The recently announced Asia’s 50 Best list selected 16 hotel restaurants as among Asia’s best. Despite losing three spots since last year, hotel dining in Asia still commands a status among both locals and travelers that perhaps is less common in the international scene.
In comparison, last year’s World’s 50 Best had only a small handful of hotel restaurants on the list. This got me thinking about the particular role hotel dining has played in Asia and how it can better meet the needs of today’s market.
It’s no secret that hotel dining in Asia is synonymous with high quality, hygiene and international standards of service. Hotel restaurants can also offer a safe taste of local cuisine for traveling guests. But is the reliable hotel menu now too safe for the taste buds of the sophisticated jetsetter?
Today, more travelers are seeking out authentic Asian cuisine while locals are finding more options for the exclusivity world-class hotels provide. I often find high-end hotel restaurants serving dishes like beef phó or tom yum goong that are tasteless when compared with the street-stall version a few minutes down the road. “Local food” in a hotel rarely seems “local” enough. Hotel restaurants therefore face a new challenge: they must achieve authenticity for the local palate and a level of creativity and service at the height of international standards.

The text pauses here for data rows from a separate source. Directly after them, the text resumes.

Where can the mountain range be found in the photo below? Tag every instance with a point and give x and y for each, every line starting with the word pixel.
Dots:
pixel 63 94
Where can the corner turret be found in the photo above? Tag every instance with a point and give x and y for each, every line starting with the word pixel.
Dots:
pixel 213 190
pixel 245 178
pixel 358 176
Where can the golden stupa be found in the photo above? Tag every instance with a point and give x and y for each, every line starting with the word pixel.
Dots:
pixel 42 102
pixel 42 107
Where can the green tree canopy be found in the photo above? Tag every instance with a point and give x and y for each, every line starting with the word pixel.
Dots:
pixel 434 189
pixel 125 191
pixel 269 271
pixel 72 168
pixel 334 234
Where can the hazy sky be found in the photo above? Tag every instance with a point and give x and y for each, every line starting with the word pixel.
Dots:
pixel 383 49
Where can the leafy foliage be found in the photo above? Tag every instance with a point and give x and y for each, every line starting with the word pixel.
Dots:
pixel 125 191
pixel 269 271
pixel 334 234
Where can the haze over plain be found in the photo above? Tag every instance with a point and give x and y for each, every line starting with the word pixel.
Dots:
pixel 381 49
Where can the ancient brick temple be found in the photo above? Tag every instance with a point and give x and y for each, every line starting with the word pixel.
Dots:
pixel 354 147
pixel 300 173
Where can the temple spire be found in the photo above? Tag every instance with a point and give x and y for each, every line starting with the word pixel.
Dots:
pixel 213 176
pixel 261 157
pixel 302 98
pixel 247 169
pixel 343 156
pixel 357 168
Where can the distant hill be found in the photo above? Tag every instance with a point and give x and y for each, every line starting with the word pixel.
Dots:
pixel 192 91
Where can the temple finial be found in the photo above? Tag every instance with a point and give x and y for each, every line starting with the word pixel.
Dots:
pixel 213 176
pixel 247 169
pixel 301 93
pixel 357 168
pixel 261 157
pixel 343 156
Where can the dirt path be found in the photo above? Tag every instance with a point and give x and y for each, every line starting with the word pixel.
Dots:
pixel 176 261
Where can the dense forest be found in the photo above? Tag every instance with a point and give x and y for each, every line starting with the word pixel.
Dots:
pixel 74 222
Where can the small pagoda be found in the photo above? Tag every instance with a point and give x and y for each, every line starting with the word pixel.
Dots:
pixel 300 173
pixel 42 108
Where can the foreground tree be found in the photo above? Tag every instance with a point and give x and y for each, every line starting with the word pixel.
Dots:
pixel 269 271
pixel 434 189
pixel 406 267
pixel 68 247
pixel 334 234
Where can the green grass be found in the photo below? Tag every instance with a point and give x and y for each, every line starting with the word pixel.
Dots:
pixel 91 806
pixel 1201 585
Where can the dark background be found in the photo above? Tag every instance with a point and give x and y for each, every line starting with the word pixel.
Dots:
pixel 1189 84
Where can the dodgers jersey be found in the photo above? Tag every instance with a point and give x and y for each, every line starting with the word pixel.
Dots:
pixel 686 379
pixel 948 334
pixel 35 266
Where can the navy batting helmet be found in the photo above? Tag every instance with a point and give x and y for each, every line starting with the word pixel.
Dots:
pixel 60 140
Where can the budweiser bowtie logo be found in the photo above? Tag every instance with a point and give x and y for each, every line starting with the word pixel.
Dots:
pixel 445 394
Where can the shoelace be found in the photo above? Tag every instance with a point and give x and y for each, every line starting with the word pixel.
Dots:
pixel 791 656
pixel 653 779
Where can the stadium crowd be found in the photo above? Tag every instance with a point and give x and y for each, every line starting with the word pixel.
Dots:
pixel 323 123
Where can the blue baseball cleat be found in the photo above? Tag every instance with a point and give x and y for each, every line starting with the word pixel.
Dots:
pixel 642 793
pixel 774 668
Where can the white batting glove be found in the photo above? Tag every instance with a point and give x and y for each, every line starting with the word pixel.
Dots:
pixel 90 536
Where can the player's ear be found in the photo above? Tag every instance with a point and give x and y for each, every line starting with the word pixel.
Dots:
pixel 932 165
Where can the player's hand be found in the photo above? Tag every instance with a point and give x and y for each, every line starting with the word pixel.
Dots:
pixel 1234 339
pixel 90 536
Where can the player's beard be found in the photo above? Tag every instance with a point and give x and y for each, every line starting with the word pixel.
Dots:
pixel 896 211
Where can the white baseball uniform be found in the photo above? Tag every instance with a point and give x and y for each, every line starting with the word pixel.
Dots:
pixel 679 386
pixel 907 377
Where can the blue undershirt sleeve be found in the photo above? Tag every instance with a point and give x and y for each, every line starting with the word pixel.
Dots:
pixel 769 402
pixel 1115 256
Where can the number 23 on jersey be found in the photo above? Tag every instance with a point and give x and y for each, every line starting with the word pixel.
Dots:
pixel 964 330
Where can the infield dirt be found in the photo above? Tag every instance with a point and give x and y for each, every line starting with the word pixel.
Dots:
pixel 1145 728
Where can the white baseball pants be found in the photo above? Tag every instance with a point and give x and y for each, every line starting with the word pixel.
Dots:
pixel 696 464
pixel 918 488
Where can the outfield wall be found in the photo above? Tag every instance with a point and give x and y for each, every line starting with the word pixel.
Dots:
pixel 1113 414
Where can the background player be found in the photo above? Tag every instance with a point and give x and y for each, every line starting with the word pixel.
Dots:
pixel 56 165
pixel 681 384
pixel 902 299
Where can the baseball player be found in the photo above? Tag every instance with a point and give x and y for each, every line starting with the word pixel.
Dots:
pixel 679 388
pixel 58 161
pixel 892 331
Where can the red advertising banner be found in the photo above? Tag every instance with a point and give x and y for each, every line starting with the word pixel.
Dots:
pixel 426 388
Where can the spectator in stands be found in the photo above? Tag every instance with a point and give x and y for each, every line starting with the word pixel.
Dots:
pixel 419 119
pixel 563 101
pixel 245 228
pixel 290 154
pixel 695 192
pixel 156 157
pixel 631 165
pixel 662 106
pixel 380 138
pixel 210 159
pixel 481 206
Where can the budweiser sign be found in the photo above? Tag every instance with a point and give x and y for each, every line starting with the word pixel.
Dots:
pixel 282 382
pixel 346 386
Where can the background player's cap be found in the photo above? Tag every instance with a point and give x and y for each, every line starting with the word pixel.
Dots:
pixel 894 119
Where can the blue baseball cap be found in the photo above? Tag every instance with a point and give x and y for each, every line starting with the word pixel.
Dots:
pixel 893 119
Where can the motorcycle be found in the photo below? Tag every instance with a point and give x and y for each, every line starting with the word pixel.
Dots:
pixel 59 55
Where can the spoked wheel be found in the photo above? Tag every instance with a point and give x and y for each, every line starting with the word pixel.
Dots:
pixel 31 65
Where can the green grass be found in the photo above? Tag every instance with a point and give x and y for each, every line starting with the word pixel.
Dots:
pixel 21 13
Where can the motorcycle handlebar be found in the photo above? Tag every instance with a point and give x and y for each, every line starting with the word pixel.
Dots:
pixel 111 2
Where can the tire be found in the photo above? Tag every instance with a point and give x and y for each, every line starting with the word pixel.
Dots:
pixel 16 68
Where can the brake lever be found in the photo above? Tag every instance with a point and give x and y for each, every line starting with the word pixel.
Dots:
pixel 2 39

Made In China at the Grand Hyatt in Beijing is home to what many Chinese locals affirm is among the capital’s best “Peking duck” sets.
Lung King Heen at the Four Seasons in Hong Kong, the first Chinese restaurant to receive a 3-star Michelin rating, serves dim sum as extraordinary as its views of Victoria Harbour.
And more recently, Shang Xi restaurant at the Four Seasons Pudong, Shanghai was named Best Chinese Restaurant by Forbes Travel Guide.
What makes such hotel restaurants great is that they provide an experience diners only find there. A century ago, the Singapore Sling was a cocktail only found at the Raffles while the Waldorf Salad was taking root on the other side of our planet.
These are restaurants tourists will travel from other hotels to visit. They give their chefs opportunity to craft dishes that astound local palates rather than assuage international ones.
Fortunately, I am seeing more hotels looking beyond what international luxury is supposed to mean and discovering new possibilities for their dining. While the DNA of the hotel brand must not be lost, it is increasingly important to inject a unique local personality. Whether this means celebrity chefs, authentic local dishes or just extraordinary design, hotels must bring forth their own unique character. In my opinion, a great hotel restaurant should be more than a convenience for guests. It should itself be a destination.
How do you think hotel dining should evolve to meet the needs of both jetsetters and foodies? Should hotel F&B deliver a luxurious environment for reliable fine dining, or should it offer a window into authentic local delicacies for those with more intrepid palates?